Much linguistic dexterity about funding and efficiency savings is offered, but you do not have to be a health economist to understand that if there is less money coming in there will eventually be less care going out. Much is made of legally enshrined definitions of quality as ‘patient safety, clinical effectiveness and patient experience’.  Quality is the goal, but if the money goes to wellbeing, happiness and preventing ill health like psychosis, how do you fund safe and excellent experiences for those who already have psychosis? 

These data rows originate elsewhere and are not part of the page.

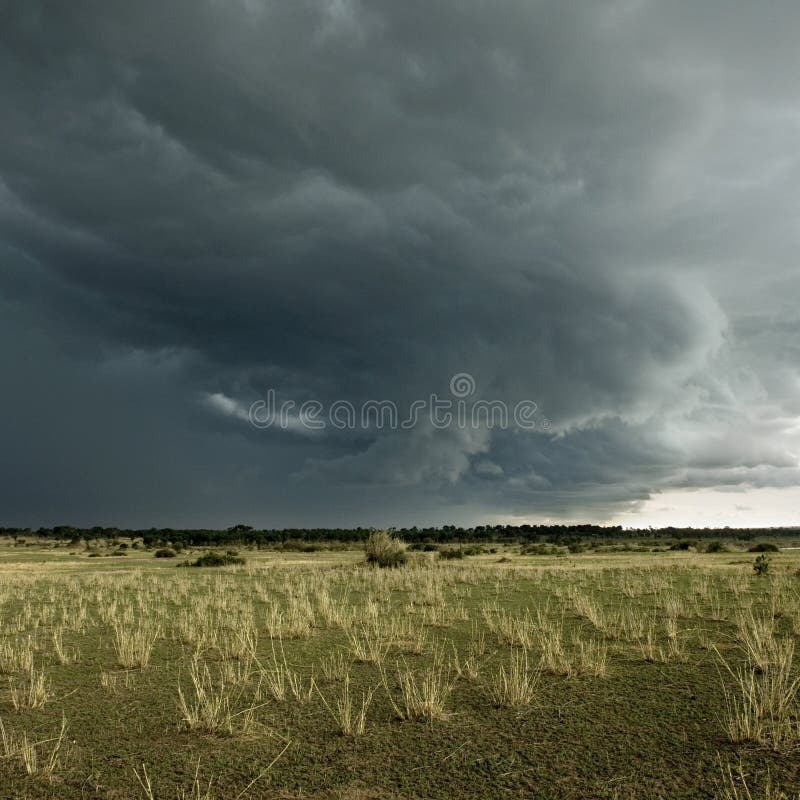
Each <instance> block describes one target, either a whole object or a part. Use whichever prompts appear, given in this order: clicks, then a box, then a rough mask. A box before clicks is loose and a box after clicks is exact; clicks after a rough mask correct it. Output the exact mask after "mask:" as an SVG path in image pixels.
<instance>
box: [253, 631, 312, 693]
mask: <svg viewBox="0 0 800 800" xmlns="http://www.w3.org/2000/svg"><path fill="white" fill-rule="evenodd" d="M278 641H279V643H280V659H279V658H278V654H277V652H276V650H275V643H274V641H273V643H272V663H271V664H269V665H267V666H266V667H264V666H263V665H262V664H261V662H260V661H258V659H254V660H255V661H256V664H257V665H258V671H259V681H258V687H257V688H256V697H257V698H261V697H262V696H263V693H264V691H265V690H266V692H268V693H269V694H270V695H271V696H272V697H273V699H275V700H278V701H283V700H286V699H287V697H289V696H292V697H294V699H295V700H297V701H298V702H301V703H305V702H308V701H309V700H310V699H311V697H312V695H313V694H314V676H313V675H312V676H311V678H310V679H309V682H308V685H307V686H306V684H305V682H304V680H303V678H302V676H301V675H300V674H299V673H298V672H296V671H295V670H293V669H292V668H291V667H290V666H289V663H288V661H287V660H286V652H285V651H284V649H283V642H281V641H280V640H278Z"/></svg>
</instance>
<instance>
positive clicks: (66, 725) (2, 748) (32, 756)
mask: <svg viewBox="0 0 800 800" xmlns="http://www.w3.org/2000/svg"><path fill="white" fill-rule="evenodd" d="M66 733H67V718H66V717H65V716H63V715H62V717H61V729H60V731H59V733H58V736H54V737H53V738H51V739H42V740H40V741H34V740H32V739H31V738H30V737H29V736H28V734H27V731H23V732H22V733H21V734H15V733H13V732H11V731H9V730H7V729H6V727H5V725H4V724H3V720H2V719H0V755H2V757H3V758H18V759H19V761H20V762H21V764H22V766H23V767H24V768H25V772H27V773H28V775H44V776H47V777H52V776H53V774H54V773H55V772H56V770H58V769H59V768H60V767H61V766H63V764H64V763H65V761H66V759H67V757H68V754H69V749H68V747H64V744H65V736H66ZM48 745H49V746H48ZM40 753H41V755H40Z"/></svg>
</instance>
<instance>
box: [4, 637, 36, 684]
mask: <svg viewBox="0 0 800 800" xmlns="http://www.w3.org/2000/svg"><path fill="white" fill-rule="evenodd" d="M31 667H33V643H32V642H31V639H30V637H28V638H27V639H24V640H22V641H14V640H13V639H9V640H5V641H0V672H2V673H4V674H6V675H11V674H13V673H15V672H29V671H30V669H31Z"/></svg>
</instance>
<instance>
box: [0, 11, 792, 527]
mask: <svg viewBox="0 0 800 800" xmlns="http://www.w3.org/2000/svg"><path fill="white" fill-rule="evenodd" d="M798 25H800V8H798V6H797V5H796V4H795V3H789V2H785V3H773V4H770V5H769V7H768V8H766V7H759V6H757V5H754V4H752V3H744V2H742V3H730V2H725V3H722V2H720V3H713V2H712V3H704V4H695V3H691V2H685V3H683V2H678V3H654V2H646V0H616V2H598V3H561V2H530V0H525V1H524V2H523V1H522V0H519V1H517V0H509V1H508V2H504V3H501V4H499V5H498V4H496V3H486V2H479V1H478V0H465V2H459V3H452V2H444V0H442V1H441V2H440V1H439V0H434V1H433V2H430V1H429V2H425V3H419V2H413V1H412V2H403V3H398V2H390V0H374V1H372V0H371V1H370V2H357V1H356V0H325V1H323V0H293V1H292V2H286V3H276V2H268V1H267V0H227V2H218V1H217V0H191V2H189V0H177V1H176V2H171V3H156V2H149V0H145V1H144V2H140V3H123V2H117V1H116V0H106V2H103V3H96V2H88V0H76V1H75V2H71V3H67V4H64V3H57V2H36V0H24V2H23V1H22V0H16V1H14V0H12V1H11V2H7V3H5V4H3V5H2V6H1V7H0V97H1V98H2V107H3V125H2V126H0V331H1V332H2V337H0V369H2V374H3V375H4V376H5V379H6V381H5V387H6V388H5V391H4V392H3V393H2V394H0V415H1V417H0V418H1V419H2V422H0V426H1V427H0V430H2V442H3V446H2V448H0V465H1V467H0V468H1V469H2V475H3V481H2V488H0V508H2V512H3V514H2V516H3V519H2V522H5V523H8V524H34V525H35V524H52V523H59V522H73V523H77V524H81V523H85V524H97V523H101V524H130V525H151V524H153V525H157V524H172V525H227V524H231V523H232V522H238V521H246V522H251V523H253V524H258V525H265V526H272V525H303V524H307V525H324V524H330V525H339V524H341V525H346V524H415V523H425V522H433V523H441V522H456V523H470V522H477V521H482V520H487V519H532V520H545V519H556V518H567V519H577V520H591V521H603V520H609V519H616V520H619V521H622V522H625V523H626V524H639V523H645V524H646V523H647V521H648V520H650V519H653V520H655V519H658V521H659V523H661V524H665V523H666V522H668V520H667V519H665V518H664V517H665V516H668V511H669V508H670V507H671V508H675V509H677V508H678V506H679V505H680V506H681V509H680V513H681V515H683V516H681V520H680V521H681V522H685V521H686V520H685V518H684V517H685V513H684V512H685V511H686V509H685V507H684V506H683V505H681V503H677V504H674V503H673V504H672V506H670V505H669V504H667V503H660V502H659V500H658V498H659V496H660V493H666V494H667V495H669V497H679V498H683V500H685V499H686V498H689V505H691V502H692V498H694V501H695V507H696V508H697V509H698V521H699V522H700V524H712V523H715V522H719V521H726V520H724V519H722V517H720V516H719V515H717V516H716V517H713V516H709V515H708V513H707V512H708V509H707V508H704V507H703V503H704V502H705V501H704V498H706V499H707V498H709V497H711V496H712V495H713V497H714V498H715V500H714V503H717V502H719V497H720V496H724V495H730V496H731V497H732V502H731V503H730V508H731V509H733V510H736V511H737V513H738V512H741V513H742V514H747V513H750V509H751V504H750V503H748V501H747V499H746V498H747V494H746V493H748V492H749V493H752V494H753V497H758V496H762V495H763V496H765V497H768V498H769V503H770V507H773V508H775V509H777V511H776V515H775V516H774V517H772V518H770V517H769V516H768V515H767V516H765V517H764V518H763V519H762V521H763V522H764V523H770V522H771V521H776V522H781V523H784V524H785V523H786V521H787V519H788V518H789V516H790V514H791V510H792V509H796V510H797V511H798V512H800V491H798V492H795V491H794V490H795V487H797V486H798V485H799V484H800V467H798V450H799V447H800V425H799V424H798V419H800V382H799V381H798V363H800V359H799V358H798V356H800V352H798V350H799V348H798V344H797V342H798V341H800V339H798V334H800V322H799V321H798V320H800V317H798V315H797V311H796V307H797V304H798V302H800V271H798V270H797V268H796V266H795V263H794V262H795V258H796V253H797V252H798V250H799V249H800V248H798V244H800V242H798V239H800V232H798V229H797V225H796V219H797V218H798V212H800V190H798V188H797V187H798V186H800V182H798V180H797V179H796V178H797V177H798V172H800V151H798V148H797V146H796V141H797V136H798V134H799V133H800V112H799V111H798V109H800V84H798V82H797V81H796V79H795V76H796V75H797V71H798V67H800V55H798V52H797V47H796V36H795V35H794V34H795V33H796V31H797V30H798ZM456 373H468V374H469V375H471V376H473V378H474V380H475V392H474V394H473V395H471V397H470V400H471V401H472V400H481V399H482V400H487V401H491V400H500V401H503V402H505V403H507V404H509V406H511V405H513V404H515V403H518V402H519V401H522V400H526V399H528V400H533V401H535V403H536V404H537V406H538V409H537V414H538V417H537V419H539V420H543V421H545V422H546V423H547V424H546V425H544V424H539V425H537V426H536V427H535V428H534V429H526V428H524V427H521V426H519V425H515V424H511V425H509V426H508V428H506V429H505V430H501V429H499V428H497V427H494V428H493V427H491V426H490V425H488V424H487V425H479V426H477V427H471V428H468V429H464V428H459V427H457V426H450V427H446V428H444V427H438V426H436V425H434V424H431V422H430V421H429V420H424V419H423V420H422V421H420V423H419V424H417V425H415V426H413V427H410V428H408V429H402V428H398V427H396V426H395V429H392V430H390V429H388V428H387V427H384V428H381V427H380V426H367V427H358V428H356V429H352V430H349V429H340V428H335V427H331V426H328V427H327V428H326V429H325V430H319V431H310V430H309V428H308V427H307V426H306V425H305V423H304V418H303V417H302V415H301V414H299V412H298V408H299V407H300V405H301V404H302V403H303V402H304V401H316V402H318V403H319V404H320V405H321V406H322V407H324V408H325V409H328V408H330V407H331V405H332V404H334V403H336V401H346V402H347V403H352V404H353V406H354V407H360V405H361V404H363V403H365V402H366V401H368V400H387V401H392V402H393V403H395V404H397V406H398V408H400V409H407V408H409V407H410V406H411V404H413V403H414V401H415V400H420V399H421V400H425V399H426V398H429V397H430V395H431V394H432V393H436V394H438V395H439V396H441V397H448V396H449V385H450V383H449V382H450V378H451V376H453V375H454V374H456ZM271 389H272V390H274V392H275V395H276V397H277V398H278V399H279V400H280V401H286V400H291V401H293V402H294V403H295V404H296V405H295V407H294V410H293V411H292V412H291V415H290V417H289V420H288V423H287V424H286V425H285V426H272V427H269V428H268V429H261V428H259V427H258V426H255V425H252V424H250V421H249V418H248V417H249V408H250V406H251V404H252V403H253V402H254V401H257V400H263V398H265V397H266V395H267V393H268V392H269V390H271ZM704 493H705V494H704ZM743 493H745V494H743ZM765 493H766V494H765ZM776 497H779V498H780V499H779V500H775V498H776ZM681 502H683V501H681ZM684 505H685V504H684ZM777 512H780V513H777ZM676 513H677V512H676ZM798 518H799V519H800V517H798Z"/></svg>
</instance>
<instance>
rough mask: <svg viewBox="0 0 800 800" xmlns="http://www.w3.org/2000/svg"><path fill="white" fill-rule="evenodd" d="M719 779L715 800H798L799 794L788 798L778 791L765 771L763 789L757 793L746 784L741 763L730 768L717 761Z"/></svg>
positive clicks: (788, 797) (777, 788)
mask: <svg viewBox="0 0 800 800" xmlns="http://www.w3.org/2000/svg"><path fill="white" fill-rule="evenodd" d="M719 765H720V770H721V772H722V775H721V778H719V779H717V780H716V781H715V783H716V792H715V793H714V797H715V800H800V794H799V795H794V796H793V797H790V795H788V794H786V792H784V791H782V790H780V789H778V788H777V787H776V786H775V785H774V784H773V783H772V776H771V775H770V773H769V770H767V775H766V778H765V780H764V787H763V789H762V790H761V791H760V792H758V791H756V789H755V788H754V787H751V786H750V785H749V784H748V780H747V774H746V773H745V771H744V767H743V766H742V763H741V761H740V762H739V763H738V764H737V765H736V767H735V768H734V767H732V766H731V764H730V763H727V764H723V763H722V759H721V758H720V759H719Z"/></svg>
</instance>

In these forthcoming five years how will the optimistic strive for quality accommodate those other competing demands particular to mental health which seem to pitch freedom against immortality. Alongside austerity the number of people detained subject to the Mental Health Act 1983 has also been growing with the CQC informing us that ‘there were over 50,000 uses of the Mental Health Act in 2012/13 – the highest number ever recorded.’  This deprivation of liberty is significant and last year’s newly published Code of Practice tries to tackle that head on by naming ‘patients rights & autonomy’ as its first chapters. Hopes to reverse the increasing trend of costly and distressing detention with increased freedom and wellbeing can rub up against aims for safety and the understandable severe distress caused by the tragedies of suicide and homicide. With every coroners hearing and homicide inquiry can come calls to increase scrutiny of people with constant observations and deny them leave from hospitals. Indeed if health professionals don’t deprive people of their liberty enough and someone dies they may now be more likely to lose their own liberty like David Sellu who was found guilty of manslaughter by gross negligence in 2013.

So in this brave new world, how can the NHS Mental Health Services meet the UK’s mental health needs? Perhaps the panellists and your questions will help us to see a few glimmers of light that could help us to cut these Gordian knots.